Alternatively you can use regular expressions to detect a range of suffix patterns

- polars.selectors.matches  # find columns matching a pattern
- re.sub                    # substitute in string based on pattern

We will need to ensure our pattern ends with a '$' to anchor the pattern to the end of the string.

import polars as pl
from polars import selectors as cs
import numpy as np
import re
from functools import partial

df = pl.DataFrame(
    {
        "nrs": [1, 2, 3, None, 5],
        "names_A0": ["foo", "ham", "spam", "egg", None],
        "random_A0": np.random.rand(5),
        "A_A2": [True, True, False, False, False],
    }
)
digit=0
suffix = fr'_A{digit}$'

print(
    # keep original A0 columns
    df.with_columns(
        cs.matches(suffix).name.map(lambda s: re.sub(suffix, '', s))
    ),
    # shape: (5, 6)
    # ┌──────┬──────────┬───────────┬───────┬───────┬──────────┐
    # │ nrs  ┆ names_A0 ┆ random_A0 ┆ A_A2  ┆ names ┆ random   │
    # │ ---  ┆ ---      ┆ ---       ┆ ---   ┆ ---   ┆ ---      │
    # │ i64  ┆ str      ┆ f64       ┆ bool  ┆ str   ┆ f64      │
    # ╞══════╪══════════╪═══════════╪═══════╪═══════╪══════════╡
    # │ 1    ┆ foo      ┆ 0.713324  ┆ true  ┆ foo   ┆ 0.713324 │
    # │ 2    ┆ ham      ┆ 0.980031  ┆ true  ┆ ham   ┆ 0.980031 │
    # │ 3    ┆ spam     ┆ 0.242768  ┆ false ┆ spam  ┆ 0.242768 │
    # │ null ┆ egg      ┆ 0.528783  ┆ false ┆ egg   ┆ 0.528783 │
    # │ 5    ┆ null     ┆ 0.583206  ┆ false ┆ null  ┆ 0.583206 │
    # └──────┴──────────┴───────────┴───────┴───────┴──────────┘


    # drop original A0 columns
    df.select(
        ~cs.matches(suffix),
        cs.matches(suffix).name.map(lambda s: re.sub(suffix, '', s))
    ),
    # shape: (5, 4)
    # ┌──────┬───────┬───────┬──────────┐
    # │ nrs  ┆ A_A2  ┆ names ┆ random   │
    # │ ---  ┆ ---   ┆ ---   ┆ ---      │
    # │ i64  ┆ bool  ┆ str   ┆ f64      │
    # ╞══════╪═══════╪═══════╪══════════╡
    # │ 1    ┆ true  ┆ foo   ┆ 0.713324 │
    # │ 2    ┆ true  ┆ ham   ┆ 0.980031 │
    # │ 3    ┆ false ┆ spam  ┆ 0.242768 │
    # │ null ┆ false ┆ egg   ┆ 0.528783 │
    # │ 5    ┆ false ┆ null  ┆ 0.583206 │
    # └──────┴───────┴───────┴──────────┘

    sep='\n\n'
)

Answer 2

You can use polars' column selectors to select the corresponding columns and then use .name.map to rename the output of the selector expression.

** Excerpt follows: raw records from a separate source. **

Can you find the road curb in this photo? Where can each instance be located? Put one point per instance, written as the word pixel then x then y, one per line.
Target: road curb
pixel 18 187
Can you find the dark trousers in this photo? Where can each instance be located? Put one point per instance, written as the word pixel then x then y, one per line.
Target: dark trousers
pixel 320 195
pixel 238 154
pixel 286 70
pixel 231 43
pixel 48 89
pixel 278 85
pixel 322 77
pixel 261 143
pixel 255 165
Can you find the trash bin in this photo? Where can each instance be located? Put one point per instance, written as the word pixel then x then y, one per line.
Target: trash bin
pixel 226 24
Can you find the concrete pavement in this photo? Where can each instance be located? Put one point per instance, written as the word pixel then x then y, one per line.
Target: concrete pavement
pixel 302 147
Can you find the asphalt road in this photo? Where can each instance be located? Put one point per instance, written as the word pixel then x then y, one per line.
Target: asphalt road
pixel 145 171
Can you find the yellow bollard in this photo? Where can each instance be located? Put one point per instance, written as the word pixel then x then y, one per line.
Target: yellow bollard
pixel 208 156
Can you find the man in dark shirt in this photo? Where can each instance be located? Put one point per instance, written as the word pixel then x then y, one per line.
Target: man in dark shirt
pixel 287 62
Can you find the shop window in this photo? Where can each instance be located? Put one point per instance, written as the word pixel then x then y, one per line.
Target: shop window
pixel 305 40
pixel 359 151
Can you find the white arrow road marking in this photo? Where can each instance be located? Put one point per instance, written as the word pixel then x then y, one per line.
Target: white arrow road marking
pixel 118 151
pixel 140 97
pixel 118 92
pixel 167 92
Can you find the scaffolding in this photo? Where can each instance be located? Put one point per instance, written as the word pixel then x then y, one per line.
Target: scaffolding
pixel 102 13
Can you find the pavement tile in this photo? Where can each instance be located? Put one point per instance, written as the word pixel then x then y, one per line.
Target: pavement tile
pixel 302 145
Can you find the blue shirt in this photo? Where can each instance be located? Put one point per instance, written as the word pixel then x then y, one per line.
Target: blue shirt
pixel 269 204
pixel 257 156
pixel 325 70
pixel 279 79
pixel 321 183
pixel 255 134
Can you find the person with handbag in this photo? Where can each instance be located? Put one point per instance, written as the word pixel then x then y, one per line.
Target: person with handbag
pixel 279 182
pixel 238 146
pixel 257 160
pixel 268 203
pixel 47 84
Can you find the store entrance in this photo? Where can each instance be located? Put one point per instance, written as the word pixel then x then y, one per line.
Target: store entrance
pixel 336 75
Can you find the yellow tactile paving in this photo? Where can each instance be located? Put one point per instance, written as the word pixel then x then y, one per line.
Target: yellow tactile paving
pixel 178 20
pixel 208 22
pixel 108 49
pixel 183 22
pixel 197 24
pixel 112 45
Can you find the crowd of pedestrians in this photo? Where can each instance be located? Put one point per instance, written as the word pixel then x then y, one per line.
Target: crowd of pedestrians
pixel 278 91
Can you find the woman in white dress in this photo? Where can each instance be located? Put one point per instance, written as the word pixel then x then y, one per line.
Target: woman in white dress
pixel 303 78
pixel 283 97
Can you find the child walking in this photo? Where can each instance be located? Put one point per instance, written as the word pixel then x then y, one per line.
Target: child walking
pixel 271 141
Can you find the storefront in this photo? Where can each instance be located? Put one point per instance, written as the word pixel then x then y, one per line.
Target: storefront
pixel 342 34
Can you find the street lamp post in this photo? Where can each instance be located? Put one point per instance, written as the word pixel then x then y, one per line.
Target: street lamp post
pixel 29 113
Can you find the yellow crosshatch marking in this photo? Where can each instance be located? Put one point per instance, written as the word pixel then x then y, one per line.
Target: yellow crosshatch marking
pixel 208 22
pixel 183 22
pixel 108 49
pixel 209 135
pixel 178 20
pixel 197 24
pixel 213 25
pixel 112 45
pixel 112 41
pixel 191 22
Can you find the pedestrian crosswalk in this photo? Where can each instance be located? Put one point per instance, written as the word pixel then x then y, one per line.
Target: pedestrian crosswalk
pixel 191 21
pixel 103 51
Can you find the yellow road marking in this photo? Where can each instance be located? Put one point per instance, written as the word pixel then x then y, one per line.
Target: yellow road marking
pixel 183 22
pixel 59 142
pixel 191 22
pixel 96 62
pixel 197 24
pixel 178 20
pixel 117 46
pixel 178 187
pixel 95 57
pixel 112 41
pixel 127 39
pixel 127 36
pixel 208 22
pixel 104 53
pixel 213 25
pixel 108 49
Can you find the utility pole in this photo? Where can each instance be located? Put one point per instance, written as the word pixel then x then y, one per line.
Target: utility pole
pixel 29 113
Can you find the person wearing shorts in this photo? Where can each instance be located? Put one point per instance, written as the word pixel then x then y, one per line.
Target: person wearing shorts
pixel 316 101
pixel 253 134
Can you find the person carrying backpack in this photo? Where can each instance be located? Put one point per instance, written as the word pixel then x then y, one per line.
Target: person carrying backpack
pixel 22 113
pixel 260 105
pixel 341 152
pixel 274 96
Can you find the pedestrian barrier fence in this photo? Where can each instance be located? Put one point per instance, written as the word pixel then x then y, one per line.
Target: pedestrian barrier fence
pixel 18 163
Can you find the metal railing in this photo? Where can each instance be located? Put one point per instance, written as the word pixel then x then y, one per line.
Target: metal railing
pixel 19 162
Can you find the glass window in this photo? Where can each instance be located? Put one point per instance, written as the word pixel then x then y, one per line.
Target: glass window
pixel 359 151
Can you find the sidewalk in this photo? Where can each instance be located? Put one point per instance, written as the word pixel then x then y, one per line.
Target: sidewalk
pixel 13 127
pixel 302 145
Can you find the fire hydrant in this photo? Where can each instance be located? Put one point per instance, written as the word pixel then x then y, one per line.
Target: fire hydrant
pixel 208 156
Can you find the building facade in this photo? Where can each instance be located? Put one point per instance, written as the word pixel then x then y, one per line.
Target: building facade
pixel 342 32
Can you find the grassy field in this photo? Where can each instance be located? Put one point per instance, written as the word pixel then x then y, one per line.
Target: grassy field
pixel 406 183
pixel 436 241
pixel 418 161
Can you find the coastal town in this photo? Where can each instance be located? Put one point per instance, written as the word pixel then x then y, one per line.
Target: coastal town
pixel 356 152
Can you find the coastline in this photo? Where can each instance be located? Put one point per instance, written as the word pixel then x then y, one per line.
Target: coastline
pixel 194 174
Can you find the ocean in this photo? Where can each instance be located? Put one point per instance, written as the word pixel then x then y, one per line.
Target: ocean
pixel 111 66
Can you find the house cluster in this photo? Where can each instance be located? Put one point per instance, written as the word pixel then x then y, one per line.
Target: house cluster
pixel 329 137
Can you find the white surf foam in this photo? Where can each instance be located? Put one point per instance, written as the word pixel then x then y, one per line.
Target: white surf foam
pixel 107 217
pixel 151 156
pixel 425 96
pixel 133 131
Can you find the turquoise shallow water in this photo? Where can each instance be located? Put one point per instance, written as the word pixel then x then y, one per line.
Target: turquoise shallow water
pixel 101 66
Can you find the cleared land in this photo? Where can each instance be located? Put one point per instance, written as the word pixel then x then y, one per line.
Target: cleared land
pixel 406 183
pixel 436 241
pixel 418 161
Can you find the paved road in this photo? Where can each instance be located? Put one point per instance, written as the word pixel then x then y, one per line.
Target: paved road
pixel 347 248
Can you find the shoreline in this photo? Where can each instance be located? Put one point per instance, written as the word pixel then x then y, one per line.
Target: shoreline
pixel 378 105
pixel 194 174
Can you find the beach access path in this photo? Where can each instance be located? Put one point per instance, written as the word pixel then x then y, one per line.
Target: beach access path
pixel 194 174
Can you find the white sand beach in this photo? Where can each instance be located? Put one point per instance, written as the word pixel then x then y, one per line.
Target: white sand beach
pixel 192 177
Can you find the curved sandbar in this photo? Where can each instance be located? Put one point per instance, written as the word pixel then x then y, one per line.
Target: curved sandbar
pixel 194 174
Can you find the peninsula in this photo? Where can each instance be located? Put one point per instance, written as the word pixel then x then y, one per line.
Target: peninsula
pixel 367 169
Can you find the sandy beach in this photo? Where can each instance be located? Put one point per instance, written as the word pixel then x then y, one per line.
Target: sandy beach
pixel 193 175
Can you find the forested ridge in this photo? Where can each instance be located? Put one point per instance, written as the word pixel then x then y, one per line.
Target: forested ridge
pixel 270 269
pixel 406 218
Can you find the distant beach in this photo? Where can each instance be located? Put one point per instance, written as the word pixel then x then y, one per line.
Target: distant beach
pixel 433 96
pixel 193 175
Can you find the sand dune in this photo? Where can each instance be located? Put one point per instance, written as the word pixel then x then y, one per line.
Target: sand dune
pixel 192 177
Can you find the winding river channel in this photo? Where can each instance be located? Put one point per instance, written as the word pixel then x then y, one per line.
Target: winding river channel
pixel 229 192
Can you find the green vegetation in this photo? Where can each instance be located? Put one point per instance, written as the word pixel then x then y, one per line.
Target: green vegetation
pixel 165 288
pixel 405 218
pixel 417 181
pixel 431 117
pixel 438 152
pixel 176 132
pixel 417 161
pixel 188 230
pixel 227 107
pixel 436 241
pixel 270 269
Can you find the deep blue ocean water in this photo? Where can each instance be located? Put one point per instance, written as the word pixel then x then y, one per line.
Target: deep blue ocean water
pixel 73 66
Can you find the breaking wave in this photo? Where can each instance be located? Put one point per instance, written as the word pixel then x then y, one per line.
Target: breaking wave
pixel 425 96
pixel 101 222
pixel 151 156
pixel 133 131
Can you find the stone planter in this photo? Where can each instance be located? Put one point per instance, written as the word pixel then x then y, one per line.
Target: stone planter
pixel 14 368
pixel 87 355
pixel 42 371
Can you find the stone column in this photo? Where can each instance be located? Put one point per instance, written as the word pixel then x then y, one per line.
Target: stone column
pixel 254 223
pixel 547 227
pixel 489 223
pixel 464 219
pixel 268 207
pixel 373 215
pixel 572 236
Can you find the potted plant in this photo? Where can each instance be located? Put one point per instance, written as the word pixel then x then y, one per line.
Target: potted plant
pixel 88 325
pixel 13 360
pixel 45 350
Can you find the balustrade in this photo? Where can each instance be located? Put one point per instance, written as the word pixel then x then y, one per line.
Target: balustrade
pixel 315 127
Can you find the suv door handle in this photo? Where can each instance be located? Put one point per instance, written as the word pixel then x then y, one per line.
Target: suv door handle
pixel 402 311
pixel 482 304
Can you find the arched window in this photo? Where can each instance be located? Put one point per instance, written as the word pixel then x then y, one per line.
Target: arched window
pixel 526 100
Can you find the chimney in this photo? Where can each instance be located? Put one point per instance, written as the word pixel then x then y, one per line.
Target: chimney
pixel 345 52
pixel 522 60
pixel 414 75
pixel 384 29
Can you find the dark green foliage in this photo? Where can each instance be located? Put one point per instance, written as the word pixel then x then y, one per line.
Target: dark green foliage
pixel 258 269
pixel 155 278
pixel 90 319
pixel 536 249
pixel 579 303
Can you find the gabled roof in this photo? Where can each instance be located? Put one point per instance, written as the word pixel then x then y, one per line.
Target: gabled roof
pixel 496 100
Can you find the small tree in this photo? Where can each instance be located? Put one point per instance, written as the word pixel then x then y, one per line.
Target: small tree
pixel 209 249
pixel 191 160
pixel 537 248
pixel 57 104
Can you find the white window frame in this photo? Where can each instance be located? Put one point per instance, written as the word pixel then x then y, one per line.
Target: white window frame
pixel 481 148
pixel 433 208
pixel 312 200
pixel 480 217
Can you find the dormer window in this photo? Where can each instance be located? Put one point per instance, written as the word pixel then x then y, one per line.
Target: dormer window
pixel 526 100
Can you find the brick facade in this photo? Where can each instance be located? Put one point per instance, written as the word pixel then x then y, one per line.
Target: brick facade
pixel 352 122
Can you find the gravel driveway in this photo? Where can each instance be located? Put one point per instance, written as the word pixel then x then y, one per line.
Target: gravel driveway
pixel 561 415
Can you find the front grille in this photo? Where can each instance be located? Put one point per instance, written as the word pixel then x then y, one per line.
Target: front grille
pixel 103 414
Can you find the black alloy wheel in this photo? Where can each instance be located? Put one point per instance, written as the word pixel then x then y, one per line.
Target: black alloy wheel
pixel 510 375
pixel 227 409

import polars.selectors as cs

df.with_columns(cs.matches(f"_A{digit}$").name.map(lambda name: name[:-3]))

shape: (5, 6)
┌──────┬──────────┬───────────┬───────┬───────┬──────────┐
│ nrs  ┆ names_A0 ┆ random_A0 ┆ A_A2  ┆ names ┆ random   │
│ ---  ┆ ---      ┆ ---       ┆ ---   ┆ ---   ┆ ---      │
│ i64  ┆ str      ┆ f64       ┆ bool  ┆ str   ┆ f64      │
╞══════╪══════════╪═══════════╪═══════╪═══════╪══════════╡
│ 1    ┆ foo      ┆ 0.626253  ┆ true  ┆ foo   ┆ 0.626253 │
│ 2    ┆ ham      ┆ 0.480437  ┆ true  ┆ ham   ┆ 0.480437 │
│ 3    ┆ spam     ┆ 0.789309  ┆ false ┆ spam  ┆ 0.789309 │
│ null ┆ egg      ┆ 0.126665  ┆ false ┆ egg   ┆ 0.126665 │
│ 5    ┆ null     ┆ 0.522989  ┆ false ┆ null  ┆ 0.522989 │
└──────┴──────────┴───────────┴───────┴───────┴──────────┘

Note. In the example above, we select all columns with names that contain the string "_A" followed a digit, followed by the string end ($). As the suffix is guaranteed to be of length 3, the new name is equal to the original name without the last 3 letters.